Aber der Helm sei ein geringer Eingriff, dem gegenüber eine deutlicher Nutzen für die Gemeinschaft durch verringerte Kosten für das Gesundheitssystem stehe - wegen dem verringerten Verletzungsrisiko.
Aktuelle Modelle und Innovationen
Die Zeiten, in denen Helme bleischwere Voll-Styropor Melonen waren, sind vorbei. Helme sind heute leicht, bequem, extrem gut belüftet und oft sogar schick.
Moderne Helme sorgen, dank ausgeklügelter Belüftungskanäle, nicht nur auf der Abfahrt für einen angenehm kühlen Kopf. Auch im mittleren Preissegment sind die Schutzhauben inzwischen angenehm leicht, ohne dass man Abstriche bei der Sicherheit machen muss.
Erst im April hatte der italienische Hersteller Fizik seine neue Helm-Palette an den Start gebracht: Kudo (Aero), Kunèe und Kassis. Drei Helm-Modelle und eine Aero-Variante, die alles von Rennrad und Gravel über MTB bis Zeitfahren abdecken. Jetzt kommen von Fizik gleich nochmal die vier in der limitierten Arche-Type-Collection.
Keine Sorge, wer bei “Arche-Typ” an den guten alten Moses, den vielen Regen und sein Boot denkt, liegt zum Glück falsch. Die Italiener wollten einen Helm kreieren, der aussieht wie gerade aus dem Design-Studio geleakt. Sie schreiben selbst dazu: Stellen Sie sich Arche-Type wie ein Standbild in der Design- und Entwicklungsphase vor, ein Prototyp, der seine endgültige Form erreicht hat.
Entworfen mit einer durchscheinenden Polycarbonat-Schale, die den darunterliegenden EPS-Kern freilegt, kombinieren Arche-Type Helme eine dunkelgraue Farbgebung mit kontrastierenden matten und glänzenden Oberflächen. Uns erinnern die Helme an die ersten Bike-Helme der 90er für Kinder, die augenscheinlich auch nur aus einem Styropor bestanden und man mit den Fingernägeln so schöne Linien hineinfurchen konnte.
Das geht hier leider nicht - die neuen Fizik-Fahrradhelme erfüllen alle Sicherheitsnormen. Preislich liegen Kudo, Kassis & Co. mit dem Style-Update nur 10 Euro über dem Normal-Preis. Erfreulich.
Überblick über Fizik-Helme
Zur Erinnerung noch mal die 4 Fizik-Helme im Überblick. Die Gewichte unterscheiden sich nach der CE-Norm und der US-amerikanischen CPSC.

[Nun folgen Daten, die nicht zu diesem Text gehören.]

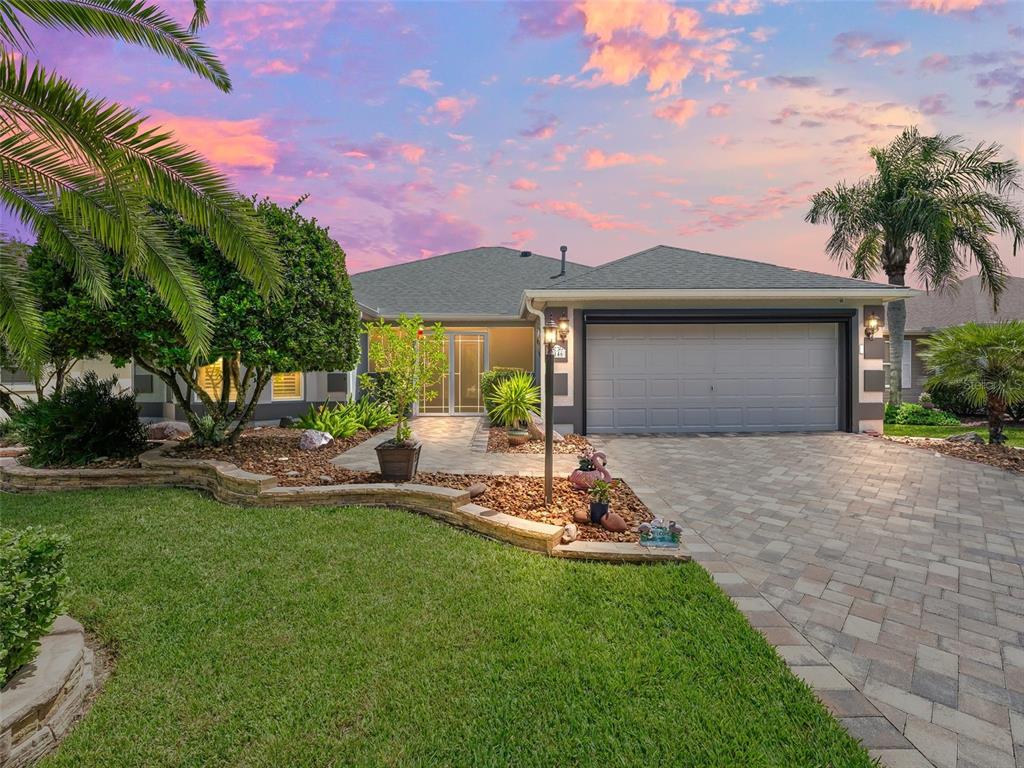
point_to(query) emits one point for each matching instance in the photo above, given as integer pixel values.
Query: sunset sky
(421, 128)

- Fizik Kudo Arche-Type Edition: Der leichteste und bestbelüftete Helm der Reihe, geeignet für lange Anstiege oder intensive Offroad-Rennen. Er bietet Anpassung am Hinterkopf und vorne, dünne, leichte Polster und ein integriertes MIPS Air Node-System. Optional mit abnehmbarem Rücklicht erhältlich.
- Preis: 299 Euro
- Größen/Gewicht: S: 52-56 (CE 270 g - CPSC 310 g) - M: 56-59 (CE 280 g - CPSC 320 g) - L: 59-61 (CE 310 g - CPSC 360 g)
- Fizik Kudo Aero Arche-Type: Im Windkanal entwickelt, mit integrierter Schale und Heckspoiler zur Verbesserung der Aerodynamik. Er verfügt über Lüftungsöffnungen an der Vorderseite und einen großen Heckdiffusor zur Optimierung der Temperaturregulierung. Ebenfalls mit MIPS Air Node-System und Halterung für optionales Rücklicht.
- Preis: 299 Euro
- Größen/Gewicht: S: 52-56 (CE 270 g - CPSC 300 g) - M: 56-59 (CE 290 g - CPSC 320 g) - L: 59-61 (CE 320 g - CPSC 360 g)
- Fizik Kunèe Aero-Helm: Der aerodynamischste Helm im Fizik-Portfolio, optimiert für Zeitfahren und Triathlons. Durch Windkanaltests und Strömungsanalysen wurden Form und Komponenten verbessert. Die Ausstattung im Inneren gleicht den anderen Fahrradhelmen.
Also, tut mir leid Leute, wenn ich mit dem Rad unterwegs bin, dann ziehe ich mir einen Helm auf. Im Zweifelsfall ist dann zumindest mein wichtiges Körperteil gut geschützt. Genauso achte ich natürlich auf eine gute Beleuchtung. Soviel ist mir die Gesundheit schon wert und wenn der Helm richtig eingestellt ist, merkt man den auch nicht.
Save your ass - wear a helmet! Der BIKE-Slogan der 90er gilt mehr denn je - doch heute sind Helme schick, komfortabel und nichtmal teuer.